Hasta el inicio de los ataques de EEUU e Israel contra Irán, el 28 de febrero, los precios del transporte de contenedores en estas rutas venían cayendo durante siete semanas consecutivas. El cambio de tendencia refleja cómo el mercado ha pasado de una fase de ajuste a otra marcada por la incertidumbre geopolítica, los desvíos de rutas y la menor previsibilidad de los tiempos de entrega.
A los fletes se añaden ahora recargos de guerra, combustible más caro y primas de seguro que, según el sector cargador, ya duplican el coste previo por contenedor
Los recargos y los seguros amplían el impacto sobre los costes
La secretaria general de la Asociación de Cargadores de España (ACE), Nuria Lacaci, señala que el aumento del coste no se limita al precio base del flete. Según explica, las navieras están aplicando recargos ligados al riesgo de guerra, a la actualización del combustible y a la congestión portuaria, lo que agrava el encarecimiento para importadores y exportadores. La propia ACE recoge estos días el impacto del alza del bunker y de la tensión geopolítica sobre la logística internacional.

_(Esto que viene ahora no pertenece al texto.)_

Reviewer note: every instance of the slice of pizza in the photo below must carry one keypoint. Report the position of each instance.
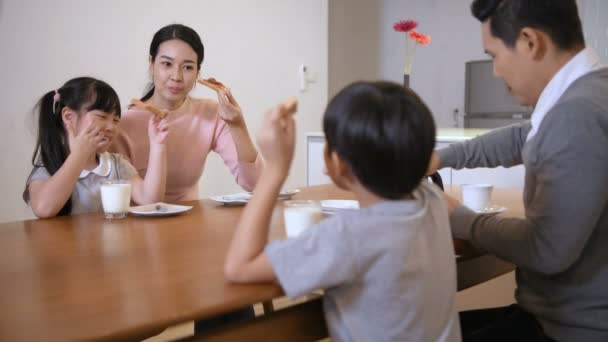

A ello se suman las primas del seguro marítimo, que, según Lacaci, se han multiplicado en las últimas semanas y ya suponen más del doble del coste que se pagaba por contenedor antes del estallido del conflicto. La directiva advierte de que esta dinámica podría seguir escalando si persisten las restricciones y la inseguridad en la zona.
Riesgo de congestión en los puertos europeos y alternativos
Por ahora no se aprecia una falta general de capacidad, pero ACE alerta de que todavía hay contenedores sin reposicionar al quedar atrapados en el entorno del golfo Pérsico. Además, el sector anticipa problemas para descargar buques durante la próxima semana por la coincidencia entre barcos que llegan por el cabo de Buena Esperanza y otros que también han tenido que modificar su trayecto por el cierre de Ormuz.
Ese posible cuello de botella podría reducir la oferta efectiva de espacio y seguir presionando al alza los fletes. La congestión no se limita a Europa, ya que también se están observando tensiones en puertos alternativos de la costa occidental de Arabia Saudí, el sur de Omán y Sri Lanka, una señal de que el impacto logístico del conflicto se está extendiendo más allá de las rutas energéticas.
El mercado europeo afronta una nueva fase de encarecimiento logístico justo cuando aumentan los riesgos de retrasos y saturación en puertos clave
El dato que resume la tensión es que mover un contenedor de 40 pies entre Shanghái y Génova cuesta ya más de 3.000 euros por contenedor, frente a algo más de 2.693 euros por contenedor una semana antes.